What occurs to me is that human written software from the past isn’t fit for the purpose. It’s written by sloppy humans in fundamentally insecure languages and only the easily reproducible bugs have been patched. Each piece of software is just good enough to have a niche.
Neither database, or os, or the GPU hardware memory design or drivers, is fit for this application. In this hypothetical people outside the Oracle box have computers that can run it but don’t already have one. Stakes are high. Unrealistic scenario, in reality everyone will have an “open weight” oracle that is 90 percent as good and lots more dangerous. (Box? My copy has direct access to everything. Refusals? I patched those out, it cannot refuse any request)
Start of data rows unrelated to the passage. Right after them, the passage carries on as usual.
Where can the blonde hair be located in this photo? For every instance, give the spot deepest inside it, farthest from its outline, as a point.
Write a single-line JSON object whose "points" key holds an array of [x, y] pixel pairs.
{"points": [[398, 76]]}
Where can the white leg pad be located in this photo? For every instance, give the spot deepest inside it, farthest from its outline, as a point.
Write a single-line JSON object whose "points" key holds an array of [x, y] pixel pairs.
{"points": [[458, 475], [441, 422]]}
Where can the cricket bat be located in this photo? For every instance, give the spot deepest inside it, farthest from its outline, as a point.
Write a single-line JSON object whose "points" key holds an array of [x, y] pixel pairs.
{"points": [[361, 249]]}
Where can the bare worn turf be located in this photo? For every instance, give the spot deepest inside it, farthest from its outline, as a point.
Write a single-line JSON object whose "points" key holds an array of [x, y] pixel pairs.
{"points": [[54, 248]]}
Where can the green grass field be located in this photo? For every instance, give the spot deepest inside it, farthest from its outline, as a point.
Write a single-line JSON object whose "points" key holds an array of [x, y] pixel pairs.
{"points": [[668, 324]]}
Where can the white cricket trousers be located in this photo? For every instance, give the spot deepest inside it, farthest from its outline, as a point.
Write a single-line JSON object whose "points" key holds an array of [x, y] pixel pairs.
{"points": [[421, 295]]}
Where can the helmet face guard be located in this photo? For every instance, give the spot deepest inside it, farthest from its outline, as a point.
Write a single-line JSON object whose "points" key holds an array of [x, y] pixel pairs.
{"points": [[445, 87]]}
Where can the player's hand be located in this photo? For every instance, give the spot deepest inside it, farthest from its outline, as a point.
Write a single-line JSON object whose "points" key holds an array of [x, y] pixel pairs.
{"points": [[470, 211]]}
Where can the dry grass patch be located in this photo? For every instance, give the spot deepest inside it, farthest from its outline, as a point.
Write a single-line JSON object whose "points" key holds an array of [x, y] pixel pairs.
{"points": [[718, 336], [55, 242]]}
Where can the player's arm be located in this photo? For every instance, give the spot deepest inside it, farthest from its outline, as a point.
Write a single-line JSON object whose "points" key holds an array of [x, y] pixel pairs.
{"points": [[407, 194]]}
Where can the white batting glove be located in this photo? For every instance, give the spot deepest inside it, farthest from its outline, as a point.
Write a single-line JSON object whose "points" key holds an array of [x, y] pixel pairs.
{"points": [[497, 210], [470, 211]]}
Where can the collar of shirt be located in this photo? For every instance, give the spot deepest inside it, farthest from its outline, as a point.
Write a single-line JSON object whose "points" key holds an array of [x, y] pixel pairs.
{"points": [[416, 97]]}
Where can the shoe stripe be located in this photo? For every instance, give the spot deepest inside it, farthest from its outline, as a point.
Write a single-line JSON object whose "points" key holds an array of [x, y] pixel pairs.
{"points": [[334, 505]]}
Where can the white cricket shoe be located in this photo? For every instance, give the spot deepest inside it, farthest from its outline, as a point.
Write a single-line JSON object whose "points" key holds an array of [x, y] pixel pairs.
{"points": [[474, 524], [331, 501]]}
Same with hardware design. Full of errata, just good enough to be worth buying in some cases over the other vendor.
But if we use ai to write it all, redesigning chips over and over until there are no errata, and software is perfectly deterministic and has no known bugs and is formally proven....
How do we prove the AI tools we used didn’t insert the most gnarly backdoors possible? Things that require a particular code implementation that is valid, in top of a subtle compiler bug, on top of an exact timing hardware bug that can’t be tested for and therefore won’t be found in validation....
How do we prove the AI tools we used didn’t insert the most gnarly backdoors possible? Things that require a particular code implementation that is valid, in top of a subtle compiler bug, on top of an exact timing hardware bug that can’t be tested for and therefore won’t be found in validation....
I believe this exactly the kind of thing that my proposal would be good for: Gnarly backdoors that exploit a compiler bug etc. should be very rare in the set of all valid implementations!
For this particular situation, can you describe what the restriction would be in concrete terms?
Is it “ok write this compiler function to convert C arithmetic to bytecode. Declare any variables used at the latest valid location. Use only 3 registers. ”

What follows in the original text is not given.